I am collecting behavioral data over a period of time, where an instance is recorded every time a behavior occurs. An instance can occur at any time, with some instances happening quickly after one another, and some with gaps in between.
What I want to do is to find clusters of instances that are close enough to one another to be considered separate from the others. Clusters can be of any size, with some clusters containing 20 instances, and some containing only 3.
I have read about cluster analysis, but am unsure how to make it fit my situation. The examples I find involve 2 variables, where my situation only involves counting a single behavior on a timeline. The examples I find also require me to specify my cluster size, but I want my analysis to help determine this for me and involve clusters of different sizes.
The reason why is because, in behavioral analysis, it's important to look at the antecedents and consequences of a behavior to determine its function, and for high frequency behaviors, it is better to look at the antecedent and consequences for an entire cluster of the behavior.
edit:
I was asked to provide more information about my specific problem. Let's say I've been asked to help a patient who engages in trichotillomania (hair pulling disorder, a type of repetitive self-harm behavior). The patient does not know why they do it. It started a few years ago, and they have been unable to stop it. An "instance" is defined as moving their hand to their head and applying enough force to remove at least 1 strand of hair. They do know that there are periods where the behavior occurs less than others (with maybe 1-3 minute gaps between instances), and periods where they do it almost constantly (with 1 second gaps between instances). So we know that these "episodes" are different somehow, but I am unsure how to define what constitutes an "episode".
To help them with this, I decide to do a home/community observation of them for a period of 5 hours, in order to determine the antecedents (triggers) to the episode and consequences (what occurs after the episode ends that explains why it has stopped) to an episode of hair pulling. This is essential to developing an intervention to help reduce or eliminate the behavior for the patient. We need to know when an episode "starts" and when it "ends".

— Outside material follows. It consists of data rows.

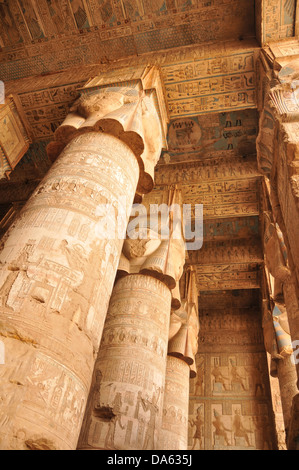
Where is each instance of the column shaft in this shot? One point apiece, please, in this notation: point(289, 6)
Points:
point(287, 376)
point(56, 278)
point(174, 431)
point(125, 404)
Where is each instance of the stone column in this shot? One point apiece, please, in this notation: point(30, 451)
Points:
point(57, 273)
point(125, 406)
point(278, 344)
point(182, 348)
point(287, 376)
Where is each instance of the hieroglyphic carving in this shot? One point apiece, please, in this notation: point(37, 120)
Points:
point(56, 281)
point(174, 431)
point(43, 24)
point(278, 19)
point(138, 318)
point(14, 141)
point(200, 171)
point(242, 250)
point(150, 252)
point(201, 79)
point(230, 398)
point(126, 110)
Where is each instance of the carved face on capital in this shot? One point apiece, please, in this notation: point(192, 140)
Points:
point(104, 102)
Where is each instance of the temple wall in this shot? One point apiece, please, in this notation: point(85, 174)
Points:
point(230, 401)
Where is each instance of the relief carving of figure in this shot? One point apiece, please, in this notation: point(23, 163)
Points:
point(198, 422)
point(239, 429)
point(116, 419)
point(220, 429)
point(153, 408)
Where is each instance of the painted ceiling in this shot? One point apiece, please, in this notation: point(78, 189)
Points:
point(207, 54)
point(42, 36)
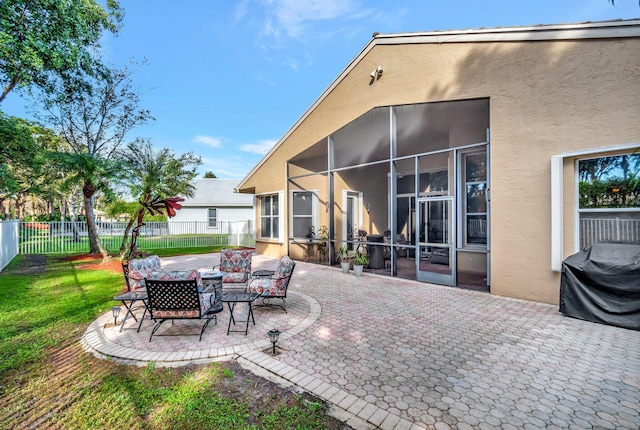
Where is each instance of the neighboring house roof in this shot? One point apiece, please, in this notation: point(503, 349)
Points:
point(581, 31)
point(217, 192)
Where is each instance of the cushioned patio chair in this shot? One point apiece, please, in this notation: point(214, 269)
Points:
point(179, 295)
point(236, 266)
point(276, 286)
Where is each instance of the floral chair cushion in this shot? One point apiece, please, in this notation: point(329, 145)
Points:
point(139, 268)
point(206, 299)
point(236, 265)
point(276, 286)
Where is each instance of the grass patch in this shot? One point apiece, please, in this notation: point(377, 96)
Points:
point(48, 381)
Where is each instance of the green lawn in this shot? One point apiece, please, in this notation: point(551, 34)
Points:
point(48, 381)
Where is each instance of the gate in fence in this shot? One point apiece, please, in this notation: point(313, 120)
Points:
point(72, 237)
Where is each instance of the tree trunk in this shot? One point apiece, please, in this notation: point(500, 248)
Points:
point(124, 247)
point(92, 229)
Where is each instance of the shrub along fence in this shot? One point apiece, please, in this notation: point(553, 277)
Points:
point(8, 241)
point(71, 237)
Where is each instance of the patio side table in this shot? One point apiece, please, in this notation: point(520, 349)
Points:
point(213, 279)
point(231, 299)
point(263, 274)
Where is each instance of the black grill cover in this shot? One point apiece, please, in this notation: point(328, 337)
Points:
point(602, 284)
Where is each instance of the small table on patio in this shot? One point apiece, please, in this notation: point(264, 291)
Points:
point(139, 295)
point(231, 299)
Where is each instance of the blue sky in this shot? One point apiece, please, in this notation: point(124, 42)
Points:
point(227, 79)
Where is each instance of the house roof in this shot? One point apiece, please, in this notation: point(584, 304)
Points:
point(217, 192)
point(580, 31)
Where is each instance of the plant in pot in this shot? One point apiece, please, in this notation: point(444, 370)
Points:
point(323, 241)
point(345, 258)
point(359, 261)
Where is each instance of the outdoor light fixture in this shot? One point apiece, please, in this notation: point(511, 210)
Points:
point(377, 72)
point(273, 337)
point(116, 311)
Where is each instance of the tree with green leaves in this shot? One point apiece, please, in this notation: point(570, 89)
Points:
point(160, 174)
point(26, 169)
point(44, 40)
point(94, 114)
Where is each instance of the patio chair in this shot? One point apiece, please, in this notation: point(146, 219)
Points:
point(236, 266)
point(275, 287)
point(137, 269)
point(180, 296)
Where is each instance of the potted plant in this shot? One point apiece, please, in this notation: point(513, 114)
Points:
point(345, 258)
point(360, 260)
point(322, 245)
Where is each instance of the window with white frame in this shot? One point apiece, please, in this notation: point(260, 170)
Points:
point(304, 213)
point(609, 199)
point(212, 217)
point(269, 216)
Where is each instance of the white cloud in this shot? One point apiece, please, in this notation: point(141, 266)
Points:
point(262, 147)
point(211, 141)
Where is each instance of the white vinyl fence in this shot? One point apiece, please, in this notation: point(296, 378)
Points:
point(608, 230)
point(72, 237)
point(8, 241)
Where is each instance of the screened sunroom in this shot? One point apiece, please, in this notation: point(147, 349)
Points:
point(408, 185)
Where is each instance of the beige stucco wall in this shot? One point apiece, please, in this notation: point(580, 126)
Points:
point(546, 97)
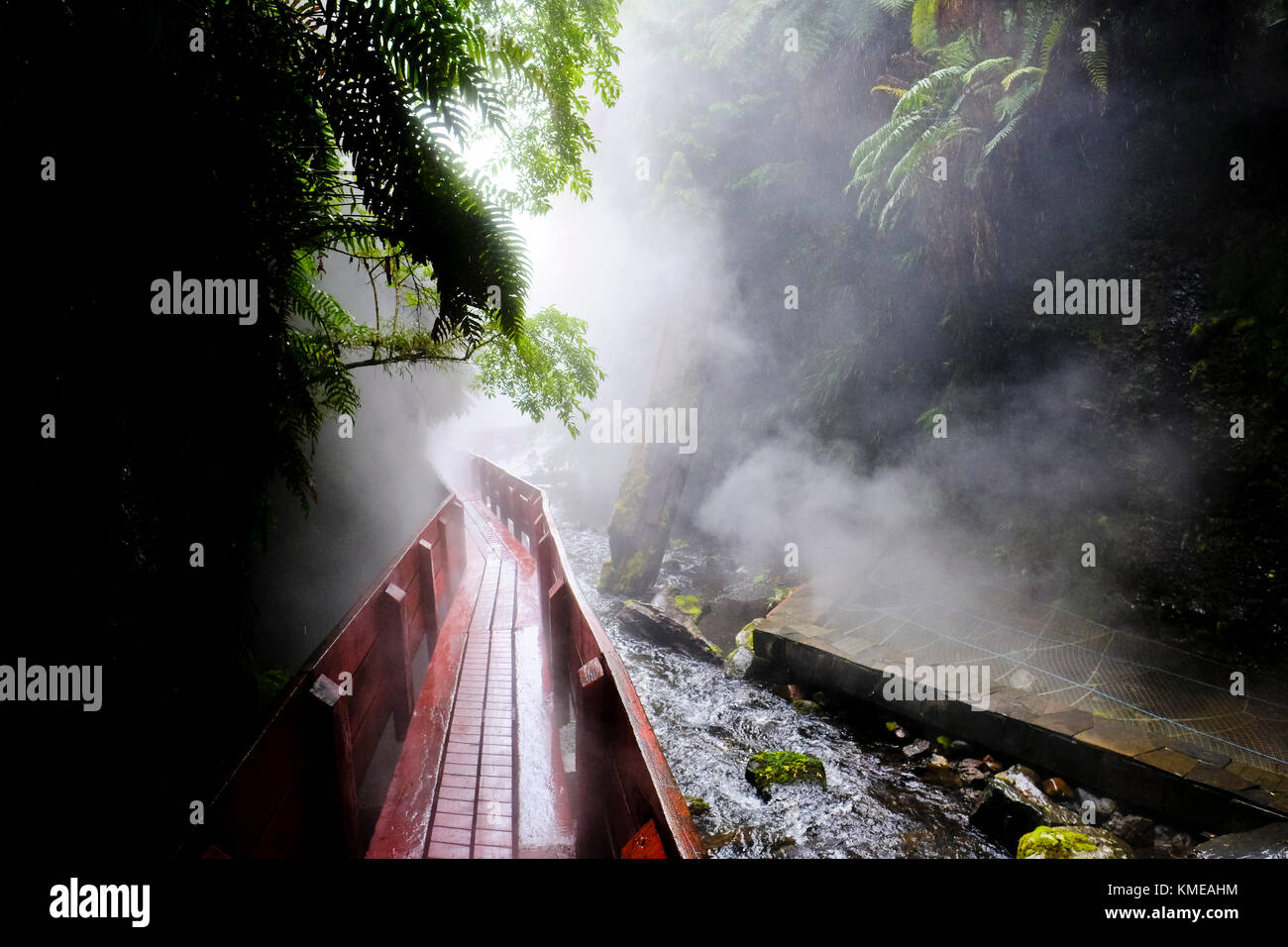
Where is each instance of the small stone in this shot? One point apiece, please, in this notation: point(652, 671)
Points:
point(973, 772)
point(917, 748)
point(1057, 789)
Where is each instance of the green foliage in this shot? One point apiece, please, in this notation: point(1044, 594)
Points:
point(925, 35)
point(948, 112)
point(541, 56)
point(402, 90)
point(549, 368)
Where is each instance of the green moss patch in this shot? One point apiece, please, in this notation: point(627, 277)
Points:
point(774, 768)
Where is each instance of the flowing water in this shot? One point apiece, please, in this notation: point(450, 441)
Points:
point(709, 723)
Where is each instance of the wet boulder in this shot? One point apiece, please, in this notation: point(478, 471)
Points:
point(653, 625)
point(940, 772)
point(917, 748)
point(1267, 841)
point(697, 805)
point(1072, 841)
point(1136, 830)
point(1014, 805)
point(1057, 789)
point(777, 768)
point(738, 661)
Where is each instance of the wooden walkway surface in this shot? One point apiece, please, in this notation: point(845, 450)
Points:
point(481, 774)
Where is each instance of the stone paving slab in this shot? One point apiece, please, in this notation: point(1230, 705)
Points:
point(1153, 720)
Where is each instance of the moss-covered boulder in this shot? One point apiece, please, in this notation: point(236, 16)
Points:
point(697, 805)
point(777, 768)
point(662, 629)
point(1013, 805)
point(1072, 841)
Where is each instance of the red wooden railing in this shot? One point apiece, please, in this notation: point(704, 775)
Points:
point(296, 791)
point(300, 789)
point(627, 800)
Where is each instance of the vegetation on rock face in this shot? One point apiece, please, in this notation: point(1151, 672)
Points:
point(1064, 841)
point(269, 141)
point(919, 289)
point(776, 768)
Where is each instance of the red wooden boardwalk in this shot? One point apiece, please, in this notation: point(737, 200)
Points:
point(490, 800)
point(468, 706)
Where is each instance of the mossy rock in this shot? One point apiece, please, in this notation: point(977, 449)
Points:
point(1072, 841)
point(777, 768)
point(697, 805)
point(690, 604)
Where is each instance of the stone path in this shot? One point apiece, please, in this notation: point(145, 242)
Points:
point(1121, 694)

My problem is, what constitutes an "episode"? How close together do a group of instances of the behavior have to be to be included in an episode? How much latency between instances does there need to be before I can confidently say that it is part of a new episode? This cannot be done using pure visual analysis. It's not as simple as 50 instances happen within the first hour, then an hour gap, then another 50 instances happen, where the demarkation between them would be trivial to determine. Instead, the behavior occurs to some degree at all times, making it difficult to determine when old episodes end and new episodes begin. It would be very unhelpful to view the entire 5 hour block as a single "episode". Clearly there are changes, but I don't know where to quantifiably determine it.
It's very important to be accurate here because if I determine the start point wrong, then I will identify the wrong trigger, and my intervention will target the wrong thing, and could potentially make the situation worse, which is very bad when the behavior is self-harm. The stakes are high enough to warrant a quantifiable approach here.